1. The display panel to be cut is characterized by comprising a binding area and a region to be cut, wherein the region to be cut is adjacent to the binding area; the binding area comprises a plurality of pad areas which are sequentially arranged at intervals; each pad region includes a body region and an extension region extending from the body region toward the region to be cut;

the display panel to be cut comprises a substrate positioned in the binding area, a first insulating layer and a first metal layer which are positioned in the main body area and the extension area and are sequentially arranged on the substrate, and a second metal layer which is positioned in the main body area and is positioned between the substrate and the first insulating layer; the first metal layer is electrically connected with the second metal layer, and the stability of the first metal layer is greater than that of the second metal layer;

the distance between the main body area and the area to be cut is larger than or equal to a preset safety distance, and the distance between the extension area and the area to be cut is larger than or equal to 0 and smaller than the preset safety distance; and the width of at least a part of the extension area, which is close to the area to be cut, is smaller than that of the main body area.

2. The display panel to be cut of claim 1, further comprising a second insulating layer located at the extension region and between the first insulating layer and the substrate.

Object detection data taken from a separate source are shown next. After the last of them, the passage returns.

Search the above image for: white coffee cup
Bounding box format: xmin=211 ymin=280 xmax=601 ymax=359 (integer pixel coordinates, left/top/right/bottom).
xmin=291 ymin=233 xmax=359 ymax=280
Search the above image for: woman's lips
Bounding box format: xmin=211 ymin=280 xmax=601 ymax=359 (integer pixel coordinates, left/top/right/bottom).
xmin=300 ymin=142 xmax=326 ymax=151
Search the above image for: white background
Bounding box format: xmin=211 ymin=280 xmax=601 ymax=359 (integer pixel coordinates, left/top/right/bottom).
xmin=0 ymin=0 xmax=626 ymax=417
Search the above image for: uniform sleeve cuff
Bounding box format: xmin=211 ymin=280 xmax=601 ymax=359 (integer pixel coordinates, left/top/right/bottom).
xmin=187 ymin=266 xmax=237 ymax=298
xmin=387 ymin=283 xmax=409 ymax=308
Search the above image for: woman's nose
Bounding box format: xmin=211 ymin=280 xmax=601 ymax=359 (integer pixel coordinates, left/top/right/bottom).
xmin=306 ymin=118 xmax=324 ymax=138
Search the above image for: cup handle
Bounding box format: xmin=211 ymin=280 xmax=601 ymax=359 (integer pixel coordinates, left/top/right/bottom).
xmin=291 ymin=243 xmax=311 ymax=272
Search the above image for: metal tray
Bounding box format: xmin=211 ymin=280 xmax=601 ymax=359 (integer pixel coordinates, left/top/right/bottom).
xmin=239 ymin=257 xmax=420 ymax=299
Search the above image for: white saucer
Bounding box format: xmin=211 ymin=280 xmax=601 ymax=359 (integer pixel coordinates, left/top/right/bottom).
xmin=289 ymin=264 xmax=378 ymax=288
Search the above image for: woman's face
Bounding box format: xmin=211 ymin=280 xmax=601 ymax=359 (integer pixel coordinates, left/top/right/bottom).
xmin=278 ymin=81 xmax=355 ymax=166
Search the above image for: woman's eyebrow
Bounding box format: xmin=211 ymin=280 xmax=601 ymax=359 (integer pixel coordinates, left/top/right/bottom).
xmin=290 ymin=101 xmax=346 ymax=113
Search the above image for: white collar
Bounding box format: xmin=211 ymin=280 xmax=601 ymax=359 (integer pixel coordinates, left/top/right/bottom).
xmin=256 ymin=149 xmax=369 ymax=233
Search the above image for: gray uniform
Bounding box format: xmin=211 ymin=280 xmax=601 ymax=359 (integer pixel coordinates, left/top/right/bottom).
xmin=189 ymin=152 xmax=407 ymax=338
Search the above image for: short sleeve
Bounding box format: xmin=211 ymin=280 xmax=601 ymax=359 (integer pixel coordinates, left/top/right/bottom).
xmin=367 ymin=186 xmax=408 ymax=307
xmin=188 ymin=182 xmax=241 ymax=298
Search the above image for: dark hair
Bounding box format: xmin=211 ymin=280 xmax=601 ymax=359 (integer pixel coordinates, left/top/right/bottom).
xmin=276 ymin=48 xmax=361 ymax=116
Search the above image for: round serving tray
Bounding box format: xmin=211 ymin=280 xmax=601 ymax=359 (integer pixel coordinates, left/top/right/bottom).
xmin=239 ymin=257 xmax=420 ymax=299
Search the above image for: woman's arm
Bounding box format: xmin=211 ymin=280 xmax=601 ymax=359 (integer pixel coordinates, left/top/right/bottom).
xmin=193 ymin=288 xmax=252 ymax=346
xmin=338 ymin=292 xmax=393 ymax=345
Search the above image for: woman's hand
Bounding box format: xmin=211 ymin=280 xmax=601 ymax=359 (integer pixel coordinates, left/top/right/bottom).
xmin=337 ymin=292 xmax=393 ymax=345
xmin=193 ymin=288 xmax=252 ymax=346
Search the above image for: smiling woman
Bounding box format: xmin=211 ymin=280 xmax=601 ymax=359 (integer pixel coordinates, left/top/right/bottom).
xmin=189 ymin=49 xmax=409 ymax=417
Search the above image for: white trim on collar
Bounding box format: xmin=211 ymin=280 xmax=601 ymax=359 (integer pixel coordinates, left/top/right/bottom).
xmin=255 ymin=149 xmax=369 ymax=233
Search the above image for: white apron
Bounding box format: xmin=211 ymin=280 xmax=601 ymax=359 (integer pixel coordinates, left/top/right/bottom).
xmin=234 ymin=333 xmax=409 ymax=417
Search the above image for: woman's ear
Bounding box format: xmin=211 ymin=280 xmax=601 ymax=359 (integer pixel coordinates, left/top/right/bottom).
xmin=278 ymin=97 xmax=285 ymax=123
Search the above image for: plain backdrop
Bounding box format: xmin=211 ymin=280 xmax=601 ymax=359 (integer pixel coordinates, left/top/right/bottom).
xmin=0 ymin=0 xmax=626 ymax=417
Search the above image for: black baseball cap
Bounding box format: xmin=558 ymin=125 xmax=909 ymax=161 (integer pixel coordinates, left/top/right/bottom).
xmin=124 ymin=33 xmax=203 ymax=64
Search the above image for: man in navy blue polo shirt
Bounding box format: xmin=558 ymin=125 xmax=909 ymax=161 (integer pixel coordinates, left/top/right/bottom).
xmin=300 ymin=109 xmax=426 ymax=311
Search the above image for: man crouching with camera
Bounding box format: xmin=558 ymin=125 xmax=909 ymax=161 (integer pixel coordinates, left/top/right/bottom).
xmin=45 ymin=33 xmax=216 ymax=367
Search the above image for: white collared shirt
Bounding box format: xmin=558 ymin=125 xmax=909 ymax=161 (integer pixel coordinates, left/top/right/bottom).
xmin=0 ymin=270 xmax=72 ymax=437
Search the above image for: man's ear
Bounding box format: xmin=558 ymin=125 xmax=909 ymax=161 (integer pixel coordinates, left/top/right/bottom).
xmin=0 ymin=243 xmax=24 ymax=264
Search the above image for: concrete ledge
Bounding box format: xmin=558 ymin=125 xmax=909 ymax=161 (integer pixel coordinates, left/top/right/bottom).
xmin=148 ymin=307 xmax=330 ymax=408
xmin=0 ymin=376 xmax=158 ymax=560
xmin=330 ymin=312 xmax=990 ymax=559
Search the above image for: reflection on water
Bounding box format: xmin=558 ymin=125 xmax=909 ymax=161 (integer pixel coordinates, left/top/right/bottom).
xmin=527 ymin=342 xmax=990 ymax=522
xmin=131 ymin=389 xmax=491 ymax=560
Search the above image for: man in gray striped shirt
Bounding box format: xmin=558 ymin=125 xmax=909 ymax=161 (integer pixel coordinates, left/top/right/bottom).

3. The display panel to be cut according to claim 1, further comprising a second insulating layer located at the body region and the extension region and at a side of the second metal layer away from the first insulating layer, and a third metal layer located at the body region and between the second insulating layer and the substrate;

the second metal layer is electrically connected with the third metal layer.

4. The display panel to be cut of claim 1, further comprising a filler metal layer located in the extension region and between the first insulating layer and the substrate; the filling metal layer is arranged in an insulating manner with the second metal layer, and the stability of the filling metal layer is greater than that of the second metal layer.

5. The display panel to be cut according to claim 1, wherein a plurality of first through holes are provided on the first insulating layer located in the body region, and the first metal layer is electrically connected to the second metal layer through the plurality of first through holes;

and a plurality of second through holes are formed in the first insulating layer located in the extension region, and the first metal layer is also located in the second through holes.

6. The display panel to be cut according to claim 5, wherein the first through holes and the second through holes have the same pore diameters, and the distribution density of the first through holes and the distribution density of the second through holes are the same.

7. The display panel to be cut according to claim 1, wherein the material of the first metal layer comprises indium tin oxide and the material of the second metal layer comprises any one of molybdenum and aluminum.

8. A display panel comprising the structure of the display panel to be cut according to any one of claims 1 to 7 after the display panel to be cut is cut in the area to be cut.

9. A display device comprising the display panel of claim 8 and a circuit board; the circuit board is in binding connection with the first metal layer located in the binding area.